Jonglei State, News

Duk community endorses reviewed customary bye-laws

By Manas James

The Hol and Nyarweng communities in Duk County, Jonglei State have endorsed customary bye-laws on marriage and revenge killing after six days of review in a workshop, ending on Wednesday.

About 120 attendants that included politicians, chiefs, youth and women leaders, participated in the exercise, supported by Peace Canal, a peacebuilding group operating in Jonglei state.

Speaking to No. 1 Citizen Newspaper, Peter Latjor Chuol, Duk County commissioner, said he came up with the idea because the county was becoming lawless.

“Killing had become the order of the day, especially on petty issues like elopement. So, on May 25, we started to review our customary laws,” he said.
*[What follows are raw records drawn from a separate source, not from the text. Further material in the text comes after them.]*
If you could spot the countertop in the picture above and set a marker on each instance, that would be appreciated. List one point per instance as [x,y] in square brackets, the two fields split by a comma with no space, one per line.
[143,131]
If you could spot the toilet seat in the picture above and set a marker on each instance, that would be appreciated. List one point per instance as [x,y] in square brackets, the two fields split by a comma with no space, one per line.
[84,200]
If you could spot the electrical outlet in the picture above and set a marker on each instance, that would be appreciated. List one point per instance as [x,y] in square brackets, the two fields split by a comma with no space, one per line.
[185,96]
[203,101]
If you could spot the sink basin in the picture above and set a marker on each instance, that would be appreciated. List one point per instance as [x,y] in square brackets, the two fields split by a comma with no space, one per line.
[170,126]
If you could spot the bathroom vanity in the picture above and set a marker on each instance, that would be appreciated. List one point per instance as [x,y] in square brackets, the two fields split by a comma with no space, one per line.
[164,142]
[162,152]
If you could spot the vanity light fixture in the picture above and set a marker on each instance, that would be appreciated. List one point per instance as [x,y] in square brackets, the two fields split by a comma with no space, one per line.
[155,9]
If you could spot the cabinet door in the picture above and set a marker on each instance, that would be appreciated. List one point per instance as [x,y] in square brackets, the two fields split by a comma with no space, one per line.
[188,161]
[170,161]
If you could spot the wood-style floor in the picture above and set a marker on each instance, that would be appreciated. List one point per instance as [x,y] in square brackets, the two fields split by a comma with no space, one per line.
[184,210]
“We came up with three resolutions to tackle marriage-related issues and killing,” he stressed.

The committee agreed on 20 years old and above, should be considered marriageable age and anyone who violates by marrying an underage shall be jailed for a year.

On adultery, the offender shall be fined seven cows and jailed for a year.

In case of murder, the culprit pays 51 cows as blood compensation and a 3-year jail term for unintentional killing, while for a deliberate killing, the convict shall also be killed as per the Penal Code Act.

However, Mr. Gordon Wuor Abiel, the community’s deputy head, said the workshop was fruitful and that traditional chiefs have been tasked with overseeing the implementation process.

“All six payams of Duk County had representatives in the meeting. We came out with those resolutions on revenge killing and marriage,” he said.

The community tasked the county commissioner and chiefs to handle the issues in traditional courts in respected of all others.

Meanwhile, Aruai Majok Deng, the head chief of Duk County, said the bye-laws will help restore law and order and that they are ready to be the custodians.

South Sudan’s legal system is pluralistic, where customary law is applied alongside statutory law.

The customary law is not uniform across the country; it often varies from one community to another.